L’articolo in questione punisce, con la reclusione da due a sei anni, l’”induzione a non rendere dichiarazioni o a rendere dichiarazioni mendaci all’autorità giudiziaria”. Berlusconi, dunque, non avrebbe pagato sotto ricatto, ma si sarebbe mosso di propria iniziativa per evitare che Tarantini raccontasse ai giudici di Bari la verità sulle escort che gli procurava.  Il presidente del consiglio Avrebbe dunque cercato di “inquinare” il processo di Bari.

BERLUSCONI SAPEVA CHE LE RAGAZZE DI GIANPI ERANO ESCORT. Berlusconi, secondo il Riesame, era anche perfettamente consapevole che le ragazze portate da Tarantini nelle sue residenze fossero retribuite. “Tarantini evidenziava oltre ogni ragionevole dubbio la piena consapevolezza del premier della reale natura delle prestazioni che gli venivano offerte dalla stragrande maggioranza delle ospiti delle sue serate”. Il riferimento è alla telefonata tra l’imprenditore e Patrizia D’Addario dopo che quest’ultima aveva passato la notte a palazzo Grazioli. “Mi dispace che non hai preso niente”, dice Tarntini, “però guarda che è la prima volta che succede, io avrò portato… cento donne”. E la D’Addario più avanti rimarca: “Beh, a tutte ha lasciato la busta”. La busta con “a chi dieci, a chi cinque, a chi tre, a chi quindici, a chi venti… a chi gli ha regalato la macchina…”, precisa Tarantini.
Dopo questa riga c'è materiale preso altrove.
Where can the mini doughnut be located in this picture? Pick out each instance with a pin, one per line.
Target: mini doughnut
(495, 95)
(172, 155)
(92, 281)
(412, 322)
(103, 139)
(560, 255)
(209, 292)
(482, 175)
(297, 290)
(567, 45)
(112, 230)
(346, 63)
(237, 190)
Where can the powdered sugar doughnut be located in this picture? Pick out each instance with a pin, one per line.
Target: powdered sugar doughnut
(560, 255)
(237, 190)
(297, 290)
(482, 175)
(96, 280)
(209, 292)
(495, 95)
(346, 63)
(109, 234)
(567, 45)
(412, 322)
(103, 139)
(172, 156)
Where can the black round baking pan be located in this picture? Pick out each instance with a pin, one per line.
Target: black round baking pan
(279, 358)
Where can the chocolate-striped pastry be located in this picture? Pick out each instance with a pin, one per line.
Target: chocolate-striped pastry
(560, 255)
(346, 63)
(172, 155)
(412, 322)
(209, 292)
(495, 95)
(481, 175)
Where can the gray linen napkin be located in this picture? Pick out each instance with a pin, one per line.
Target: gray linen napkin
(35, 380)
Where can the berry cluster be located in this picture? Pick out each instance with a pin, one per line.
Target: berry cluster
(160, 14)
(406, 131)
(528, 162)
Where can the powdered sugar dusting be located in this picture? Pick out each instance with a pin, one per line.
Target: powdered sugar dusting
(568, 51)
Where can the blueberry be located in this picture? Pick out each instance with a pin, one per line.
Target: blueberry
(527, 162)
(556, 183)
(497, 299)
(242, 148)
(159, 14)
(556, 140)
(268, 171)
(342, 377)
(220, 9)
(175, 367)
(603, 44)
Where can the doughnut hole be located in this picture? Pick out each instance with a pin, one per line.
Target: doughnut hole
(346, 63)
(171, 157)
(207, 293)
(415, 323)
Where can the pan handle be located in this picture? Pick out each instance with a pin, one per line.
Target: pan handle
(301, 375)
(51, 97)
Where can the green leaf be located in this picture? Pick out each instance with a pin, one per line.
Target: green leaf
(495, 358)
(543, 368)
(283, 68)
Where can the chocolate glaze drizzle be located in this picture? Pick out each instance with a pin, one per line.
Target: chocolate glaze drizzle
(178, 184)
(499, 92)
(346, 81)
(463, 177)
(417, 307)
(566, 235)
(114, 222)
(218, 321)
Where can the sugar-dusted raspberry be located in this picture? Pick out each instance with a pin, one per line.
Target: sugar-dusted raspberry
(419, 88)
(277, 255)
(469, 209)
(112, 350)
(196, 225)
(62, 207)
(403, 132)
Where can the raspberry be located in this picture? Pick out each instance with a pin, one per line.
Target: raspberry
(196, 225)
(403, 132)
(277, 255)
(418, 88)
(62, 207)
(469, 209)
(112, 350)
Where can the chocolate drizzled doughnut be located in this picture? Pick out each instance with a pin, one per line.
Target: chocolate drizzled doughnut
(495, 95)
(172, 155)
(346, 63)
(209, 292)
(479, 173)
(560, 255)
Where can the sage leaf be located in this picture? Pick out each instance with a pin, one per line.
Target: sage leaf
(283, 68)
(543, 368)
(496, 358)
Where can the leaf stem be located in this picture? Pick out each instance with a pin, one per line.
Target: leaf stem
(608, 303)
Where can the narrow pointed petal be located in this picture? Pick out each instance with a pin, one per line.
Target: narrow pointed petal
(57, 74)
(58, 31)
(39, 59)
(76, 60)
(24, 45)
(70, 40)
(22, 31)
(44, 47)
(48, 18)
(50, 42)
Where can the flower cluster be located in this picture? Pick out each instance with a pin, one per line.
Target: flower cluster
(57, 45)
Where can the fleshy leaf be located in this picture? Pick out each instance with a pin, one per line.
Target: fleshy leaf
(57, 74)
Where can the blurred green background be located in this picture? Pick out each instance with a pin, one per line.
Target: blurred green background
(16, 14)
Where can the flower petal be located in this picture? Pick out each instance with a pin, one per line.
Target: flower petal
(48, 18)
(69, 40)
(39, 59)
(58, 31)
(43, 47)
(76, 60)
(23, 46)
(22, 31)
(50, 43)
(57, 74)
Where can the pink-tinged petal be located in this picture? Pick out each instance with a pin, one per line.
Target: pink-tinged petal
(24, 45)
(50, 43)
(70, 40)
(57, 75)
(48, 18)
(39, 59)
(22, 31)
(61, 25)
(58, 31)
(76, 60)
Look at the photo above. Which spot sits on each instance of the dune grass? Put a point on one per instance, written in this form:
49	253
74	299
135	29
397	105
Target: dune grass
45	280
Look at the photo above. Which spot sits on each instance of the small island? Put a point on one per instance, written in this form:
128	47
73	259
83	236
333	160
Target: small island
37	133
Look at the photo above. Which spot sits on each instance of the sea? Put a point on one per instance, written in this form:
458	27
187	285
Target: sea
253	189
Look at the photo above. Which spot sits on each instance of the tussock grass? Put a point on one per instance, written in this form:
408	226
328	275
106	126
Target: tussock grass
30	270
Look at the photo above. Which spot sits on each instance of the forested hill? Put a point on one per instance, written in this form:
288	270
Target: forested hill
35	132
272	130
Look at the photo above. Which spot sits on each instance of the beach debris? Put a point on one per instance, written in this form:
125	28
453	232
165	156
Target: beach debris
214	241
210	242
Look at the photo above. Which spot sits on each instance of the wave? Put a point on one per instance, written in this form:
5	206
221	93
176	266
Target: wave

GLI AVVOCATI “REGALATI” A TARANTINI. I giudici di Napoli sottolineano che Berlusconi abbia fornito i legali a Tarantini per il processo escort, e li abbia retribuiti. “Deve ritenersi acclarato che fin dall’inizio della vicenda giudiziaria che ha coinvolto Gianpaolo Tarantini a Bari, risalente al giugno 2009, Silvio Berlusconi si è interessato in prima persona di garantire a Tarantini un’adeguata difesa, preoccupandosi di individuare – grazie alle indicazioni del proprio difensore Niccolò Ghedini – professionisti di chiara fama e di sua fiducia”.

Il tutto è confermato dagli interrogatori degli stessi legali di Tarantini, Nico D’Ascola e Giorgio Perroni, e da Tarantini medesimo. Berlusconi si impegna anche a trovare un lavoro per Tarantini mentre quest’ultimo si trova agli arresti domiciliari: investe del problema gli avvocati Ghedini e D’Ascola, e alla fine salta fuori l’impiego fittizio presso la cooperativa Andromeda, grazie all’intervento di Lavitola.

LE “FOTO” DI MARINELLA: 100 MILA EURO, NON 10 MILA. Le “10 foto” oggetto della telefonata tra Valter Lavitola e la segretaria del premier Marinella Brambilla equivalgono alla consegna di 100 mila euro, affermano i giudici del Riesame, e non di 10 mila come sostenuto dalla Brambilla stessa. La somma è arrivata ai ai coniugi Tarantini nel giugno di quest’anno, come si evince dalle intercettazioni. A questa si aggiungono i 500 mila euro di cui Lavitola e Tarantini discutono nelle intercettazioni, il pagamento dell’affitto di un appartemento ai Paroli a Roma e numerosi altri stanziamenti per importi più contenuti.